For definite length of wire, if the weight used for applying tension is immersed in water , then frequency will

To solve the problem, we need to analyze how immersing a weight in water affects the tension in a wire and subsequently the frequency of the wire. Here’s a step-by-step breakdown: ### Step 1: Understand the Setup We have a wire of length \( L \) with a mass \( M \) attached to it. The weight of the mass \( M \) creates tension in the wire. **Hint:** Identify the forces acting on the mass when it is submerged in water. ### Step 2: Write the Equilibrium Condition In equilibrium, the tension \( T \) in the wire is equal to the weight of the mass \( M \) minus the buoyant force \( F_B \) acting on it when submerged in water. The weight of the mass is given by: \[ W = mg \] where \( m \) is the mass and \( g \) is the acceleration due to gravity. The buoyant force \( F_B \) is given by: \[ F_B = \rho V g \] where \( \rho \) is the density of water, \( V \) is the volume of the mass submerged, and \( g \) is the acceleration due to gravity.

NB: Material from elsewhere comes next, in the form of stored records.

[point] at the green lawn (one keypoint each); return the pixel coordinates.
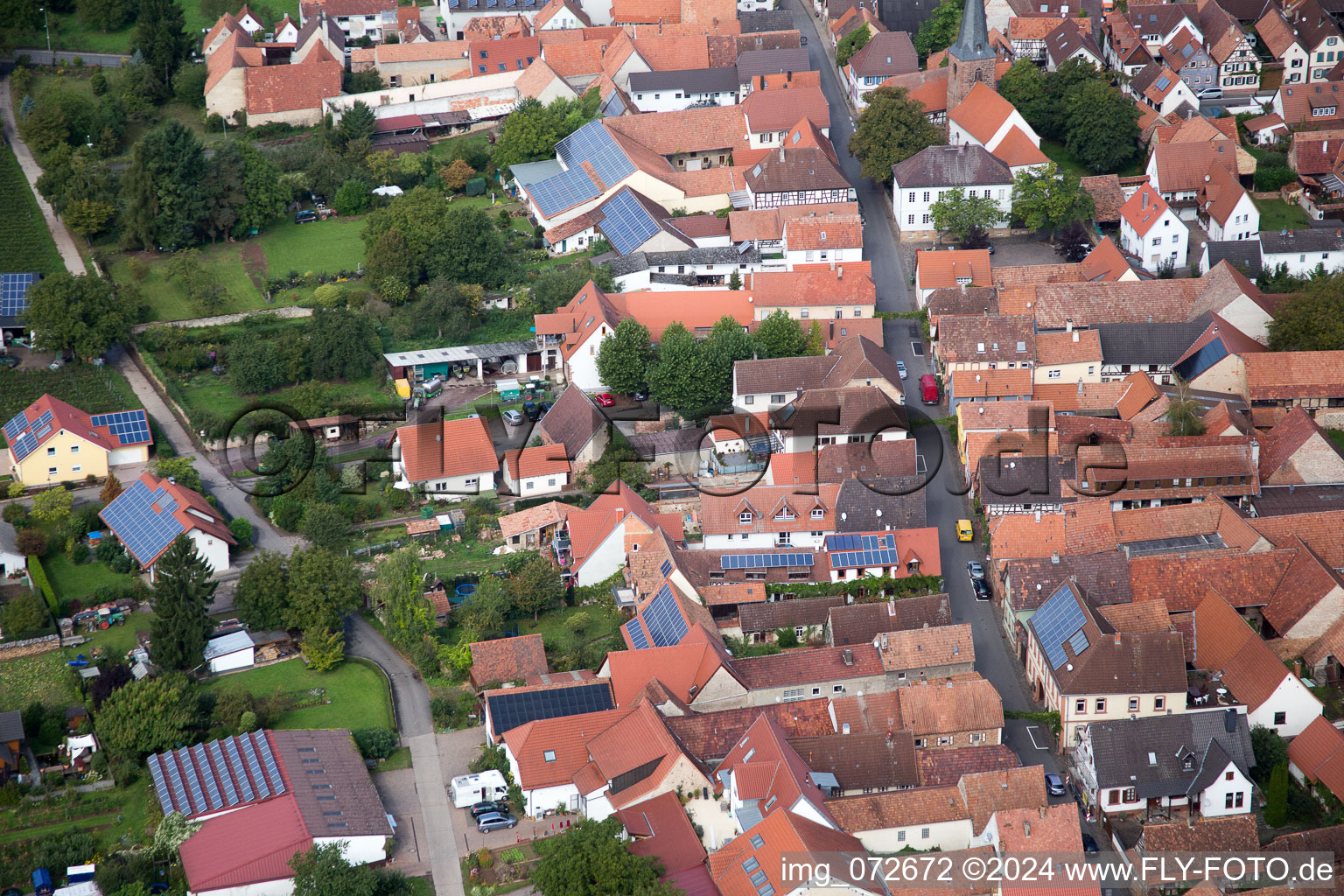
(24, 240)
(326, 246)
(70, 580)
(1278, 215)
(358, 693)
(43, 677)
(1070, 164)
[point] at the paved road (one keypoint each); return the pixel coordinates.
(945, 504)
(416, 728)
(225, 491)
(65, 242)
(43, 57)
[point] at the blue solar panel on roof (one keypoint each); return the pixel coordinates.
(1055, 622)
(637, 637)
(628, 225)
(508, 710)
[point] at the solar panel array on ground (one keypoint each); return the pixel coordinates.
(1058, 621)
(144, 531)
(130, 427)
(626, 223)
(765, 560)
(508, 710)
(218, 775)
(14, 293)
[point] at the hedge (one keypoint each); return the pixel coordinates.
(39, 578)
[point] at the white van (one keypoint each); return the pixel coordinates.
(468, 790)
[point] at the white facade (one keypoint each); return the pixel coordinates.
(1243, 223)
(912, 205)
(1167, 240)
(1289, 710)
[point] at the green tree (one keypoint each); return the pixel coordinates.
(52, 506)
(399, 594)
(23, 615)
(343, 344)
(724, 346)
(89, 216)
(163, 40)
(1025, 87)
(1312, 320)
(255, 366)
(592, 858)
(323, 587)
(1276, 800)
(536, 584)
(262, 590)
(1043, 199)
(324, 649)
(80, 315)
(165, 200)
(852, 43)
(1101, 127)
(940, 30)
(183, 589)
(892, 130)
(780, 336)
(958, 214)
(358, 122)
(559, 285)
(626, 356)
(147, 717)
(680, 376)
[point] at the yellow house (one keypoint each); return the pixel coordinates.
(52, 442)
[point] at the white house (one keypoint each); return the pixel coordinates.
(1303, 250)
(542, 469)
(1196, 762)
(176, 511)
(451, 458)
(1152, 231)
(234, 650)
(927, 176)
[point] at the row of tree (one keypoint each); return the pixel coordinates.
(691, 374)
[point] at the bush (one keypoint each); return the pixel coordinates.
(375, 743)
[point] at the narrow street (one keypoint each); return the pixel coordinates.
(945, 504)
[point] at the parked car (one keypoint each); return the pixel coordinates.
(488, 806)
(495, 821)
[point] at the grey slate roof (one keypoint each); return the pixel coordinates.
(772, 62)
(1242, 254)
(1300, 241)
(960, 165)
(1150, 754)
(1160, 343)
(765, 20)
(889, 502)
(724, 80)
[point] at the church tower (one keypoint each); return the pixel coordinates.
(970, 60)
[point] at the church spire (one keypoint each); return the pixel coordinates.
(973, 40)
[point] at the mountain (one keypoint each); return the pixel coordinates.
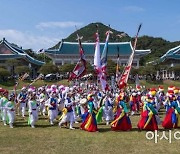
(158, 46)
(88, 33)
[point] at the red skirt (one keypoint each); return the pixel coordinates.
(152, 124)
(89, 124)
(167, 122)
(123, 124)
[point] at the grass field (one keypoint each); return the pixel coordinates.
(52, 139)
(10, 85)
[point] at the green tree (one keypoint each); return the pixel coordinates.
(67, 68)
(48, 68)
(4, 73)
(22, 69)
(13, 63)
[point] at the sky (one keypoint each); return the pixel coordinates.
(38, 24)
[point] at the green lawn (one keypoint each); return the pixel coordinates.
(10, 85)
(51, 139)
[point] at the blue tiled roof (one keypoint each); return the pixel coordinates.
(17, 53)
(173, 53)
(125, 48)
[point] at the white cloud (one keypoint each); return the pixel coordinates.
(27, 40)
(133, 9)
(66, 24)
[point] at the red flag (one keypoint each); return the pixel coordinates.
(80, 68)
(124, 77)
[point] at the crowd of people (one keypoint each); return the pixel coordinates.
(87, 104)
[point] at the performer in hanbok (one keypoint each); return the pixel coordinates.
(172, 117)
(52, 106)
(148, 118)
(42, 99)
(68, 115)
(3, 103)
(89, 123)
(10, 106)
(22, 100)
(33, 113)
(105, 111)
(122, 120)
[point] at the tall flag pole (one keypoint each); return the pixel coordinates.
(80, 68)
(103, 76)
(124, 77)
(117, 67)
(97, 58)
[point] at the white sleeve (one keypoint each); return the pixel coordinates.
(29, 105)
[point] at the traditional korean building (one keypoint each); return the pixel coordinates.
(170, 59)
(68, 52)
(11, 51)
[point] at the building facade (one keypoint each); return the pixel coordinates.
(68, 53)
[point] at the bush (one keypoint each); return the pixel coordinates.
(4, 73)
(22, 69)
(48, 69)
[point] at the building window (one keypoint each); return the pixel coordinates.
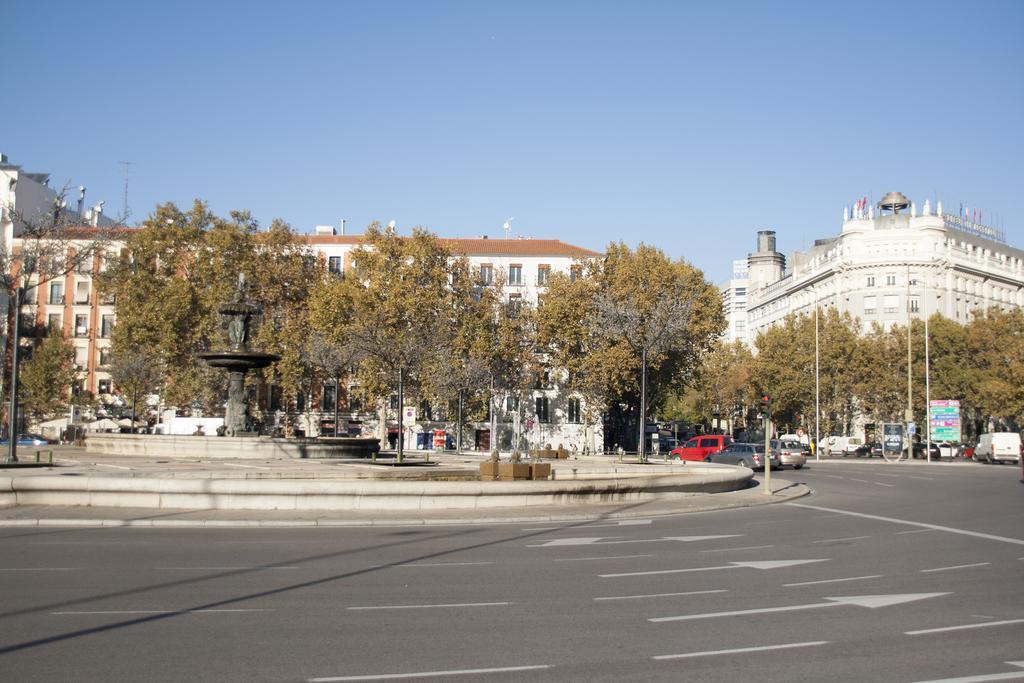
(81, 326)
(543, 273)
(107, 326)
(542, 410)
(515, 304)
(572, 411)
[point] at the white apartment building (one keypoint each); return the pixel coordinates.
(888, 266)
(734, 302)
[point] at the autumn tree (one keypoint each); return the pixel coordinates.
(46, 378)
(392, 306)
(633, 311)
(135, 375)
(180, 266)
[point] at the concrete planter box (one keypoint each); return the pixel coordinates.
(511, 471)
(540, 471)
(488, 471)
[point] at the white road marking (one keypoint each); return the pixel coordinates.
(40, 568)
(606, 557)
(965, 627)
(958, 566)
(937, 527)
(981, 678)
(761, 564)
(443, 564)
(453, 604)
(662, 595)
(163, 611)
(427, 674)
(761, 648)
(871, 601)
(600, 541)
(834, 581)
(220, 568)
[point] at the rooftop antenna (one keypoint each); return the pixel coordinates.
(126, 165)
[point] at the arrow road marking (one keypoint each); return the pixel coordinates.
(762, 564)
(600, 540)
(981, 678)
(871, 601)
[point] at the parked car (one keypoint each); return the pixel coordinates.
(920, 451)
(745, 455)
(699, 447)
(791, 453)
(30, 439)
(998, 446)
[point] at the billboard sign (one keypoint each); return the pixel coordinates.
(944, 420)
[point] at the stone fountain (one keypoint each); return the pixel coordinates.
(238, 315)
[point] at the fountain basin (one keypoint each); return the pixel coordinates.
(238, 360)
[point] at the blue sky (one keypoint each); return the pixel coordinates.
(682, 125)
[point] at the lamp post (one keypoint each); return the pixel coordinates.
(908, 416)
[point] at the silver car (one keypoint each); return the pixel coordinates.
(745, 455)
(791, 453)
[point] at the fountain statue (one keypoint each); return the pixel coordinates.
(238, 315)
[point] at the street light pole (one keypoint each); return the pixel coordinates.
(928, 389)
(909, 384)
(817, 384)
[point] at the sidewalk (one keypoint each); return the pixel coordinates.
(591, 488)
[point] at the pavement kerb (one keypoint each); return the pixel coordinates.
(668, 504)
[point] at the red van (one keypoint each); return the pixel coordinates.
(699, 447)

Thus, the equilibrium condition can be expressed as: \[ T + F_B = mg \] or rearranging gives: \[ T = mg - F_B \] **Hint:** Remember that the buoyant force reduces the effective weight of the mass when it is submerged. ### Step 3: Express Tension in Terms of Buoyant Force Substituting the expression for buoyant force into the tension equation: \[ T = mg - \rho V g \] **Hint:** This shows how the tension in the wire changes when the mass is immersed in water. ### Step 4: Relate Tension to Frequency The frequency \( f \) of the wire can be expressed as: \[ f = \frac{1}{2L} \sqrt{\frac{T}{\mu}} \] where \( \mu \) is the linear mass density of the wire (mass per unit length). **Hint:** The frequency is directly proportional to the square root of the tension. ### Step 5: Analyze the Effect of Buoyancy on Frequency Since the tension \( T \) decreases when the mass is submerged in water (due to the buoyant force), we can conclude that: - If \( T \) decreases, then \( f \) must also decrease. **Hint:** Compare the initial tension (when the mass is in air) to the new tension (when the mass is submerged) to see the effect on frequency. ### Conclusion Therefore, when the weight used for applying tension is immersed in water, the frequency of the wire will **decrease**. **Final Answer:** The frequency will become less.